As such, Kmart Group's revenue declined 9.6% to $4,917 million for the half, while earnings before significant items dropped 63.4% to $178 million. 

Meanwhile, combined Kmart and Target earnings declined 55.8% to $222 million for the half.

Speaking on the result, Wesfarmers MD Rob Scott said 

"[These results reflect] the significant impact of government-mandated store closures...as well as higher costs and lower stock availability as a result of domestic supply chain disruptions. 

"Relative to the Group’s other divisions, Kmart Group and Officeworks results were more significantly impacted by COVID-related disruptions during the half.

"Kmart Group in particular was affected by temporary store closures between July and October 2021.

"Across the Group’s retail businesses there were around 34,000 store trading days impacted by trading restrictions, representing almost 20% of total store trading days for the half.

"This included more than 20,000 store days for which stores were completely closed to customers.

"In addition, operating costs and stock availability were impacted by ongoing supply chain disruptions and elevated team member absenteeism

"The Group’s commitment to pay team members where there was no meaningful work during lockdowns and when they were required to isolate also led to additional costs during the half," he said. 

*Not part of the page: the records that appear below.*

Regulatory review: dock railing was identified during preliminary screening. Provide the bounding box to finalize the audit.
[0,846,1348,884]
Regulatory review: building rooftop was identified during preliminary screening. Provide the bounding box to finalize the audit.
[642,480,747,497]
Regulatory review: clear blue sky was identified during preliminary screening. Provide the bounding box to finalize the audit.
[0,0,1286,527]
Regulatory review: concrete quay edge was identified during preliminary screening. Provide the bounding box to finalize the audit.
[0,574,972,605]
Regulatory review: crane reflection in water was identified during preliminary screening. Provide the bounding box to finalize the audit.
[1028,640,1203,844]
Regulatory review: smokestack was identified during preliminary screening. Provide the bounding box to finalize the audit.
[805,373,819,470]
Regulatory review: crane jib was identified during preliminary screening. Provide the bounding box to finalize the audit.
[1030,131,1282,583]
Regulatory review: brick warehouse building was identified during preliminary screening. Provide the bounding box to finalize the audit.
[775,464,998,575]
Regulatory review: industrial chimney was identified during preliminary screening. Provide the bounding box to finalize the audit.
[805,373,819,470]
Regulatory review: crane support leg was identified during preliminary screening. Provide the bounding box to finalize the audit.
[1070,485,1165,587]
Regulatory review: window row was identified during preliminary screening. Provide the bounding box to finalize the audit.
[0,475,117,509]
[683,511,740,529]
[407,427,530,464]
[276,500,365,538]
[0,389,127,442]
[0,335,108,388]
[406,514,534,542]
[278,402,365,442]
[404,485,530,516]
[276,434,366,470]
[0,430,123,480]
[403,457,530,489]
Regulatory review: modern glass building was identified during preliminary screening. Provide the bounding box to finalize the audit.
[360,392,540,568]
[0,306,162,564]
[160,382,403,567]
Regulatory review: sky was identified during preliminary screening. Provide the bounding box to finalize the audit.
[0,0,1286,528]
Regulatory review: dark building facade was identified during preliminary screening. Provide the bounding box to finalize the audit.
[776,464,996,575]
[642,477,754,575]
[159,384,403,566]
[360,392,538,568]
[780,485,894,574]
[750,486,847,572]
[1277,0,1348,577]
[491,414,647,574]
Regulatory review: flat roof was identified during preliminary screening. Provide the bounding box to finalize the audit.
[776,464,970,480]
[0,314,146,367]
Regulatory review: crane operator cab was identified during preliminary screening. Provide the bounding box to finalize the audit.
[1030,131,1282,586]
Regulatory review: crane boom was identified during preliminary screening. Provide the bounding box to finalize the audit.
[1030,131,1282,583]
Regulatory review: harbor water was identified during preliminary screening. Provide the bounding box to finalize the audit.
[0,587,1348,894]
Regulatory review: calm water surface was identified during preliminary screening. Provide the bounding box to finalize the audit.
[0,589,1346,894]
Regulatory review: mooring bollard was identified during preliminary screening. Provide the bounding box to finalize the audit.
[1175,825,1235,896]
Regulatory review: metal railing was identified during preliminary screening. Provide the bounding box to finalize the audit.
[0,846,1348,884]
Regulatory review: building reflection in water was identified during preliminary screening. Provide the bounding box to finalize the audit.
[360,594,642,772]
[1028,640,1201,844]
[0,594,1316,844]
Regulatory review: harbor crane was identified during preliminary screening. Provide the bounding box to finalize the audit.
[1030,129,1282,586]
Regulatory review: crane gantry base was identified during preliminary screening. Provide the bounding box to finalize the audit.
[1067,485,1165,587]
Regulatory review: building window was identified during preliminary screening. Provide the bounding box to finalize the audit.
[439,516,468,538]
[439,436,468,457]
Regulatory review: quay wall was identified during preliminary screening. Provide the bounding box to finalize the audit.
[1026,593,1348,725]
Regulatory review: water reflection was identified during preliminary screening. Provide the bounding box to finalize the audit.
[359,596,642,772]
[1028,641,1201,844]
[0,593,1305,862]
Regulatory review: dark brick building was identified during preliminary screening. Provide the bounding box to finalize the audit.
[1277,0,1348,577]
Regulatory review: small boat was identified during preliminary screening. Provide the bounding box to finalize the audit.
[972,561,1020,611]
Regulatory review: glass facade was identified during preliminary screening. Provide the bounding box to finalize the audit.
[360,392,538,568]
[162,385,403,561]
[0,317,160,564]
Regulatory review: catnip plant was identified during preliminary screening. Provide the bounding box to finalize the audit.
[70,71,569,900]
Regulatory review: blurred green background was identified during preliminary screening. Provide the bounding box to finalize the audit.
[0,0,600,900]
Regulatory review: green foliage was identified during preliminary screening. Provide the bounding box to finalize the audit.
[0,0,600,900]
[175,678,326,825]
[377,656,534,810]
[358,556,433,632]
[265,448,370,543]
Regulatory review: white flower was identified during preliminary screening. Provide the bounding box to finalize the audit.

With stores closed, Kmart and Target's online sales lifted, with Wesfarmers reporting a 44% increase in digital sales for the retailers in the half. 

"Kmart and Target continued to invest in data and digital capabilities, and strong growth in online sales for the half reflected ongoing improvements to the digital experience for customers, as well as elevated online demand during lockdowns," Scott added. 

target-life-tested-2---feb-22.jpg
Image from Target's recent Life Tested campaign.

Wesfarmers also completed the restructure and closing of select Target stores during the half, with the business reporting that converted stores are performing at expected levels, adjusted for COVID lockdowns. 

Meanwhile, the Group's pureplay business Catch also reported lower earnings due to the investments in the team, technology, marketing and capabilities, as well as higher levels of inventory clearance compared to the year prior.  

During the period, Catch's gross transaction value increased 1.0% in H1 FY22, and 97.5% on a two-year basis. 

Scott added that the business has also made changes to Catch's subscription/loyalty service Club Catch. 

"Earlier this month, the Club Catch subscription program was rebranded and repositioned as a new program named OnePass, at a reduced monthly fee of $4 or annual price of $40," he said. 

"Subscribers will continue to enjoy free delivery on eligible items purchased from Catch, exclusive deals and OnePass-only pricing.

"This program will form the basis of a broader subscription program with opportunities to provide even greater value and convenience to customers across the Group.

"Work is underway on a broader set of benefits that will be available to OnePass subscribers when shopping across Wesfarmers’ retail businesses," Scott said. 

Going forward, Wesfarmers said its retail businesses will, "maintain their focus on meeting changing customer needs and delivering even greater value, quality and convenience for customers." 

The business will continue its investment into digital capabilities to enhance the retail brands' online offering, expand the addressable markets and improve operating efficiencies.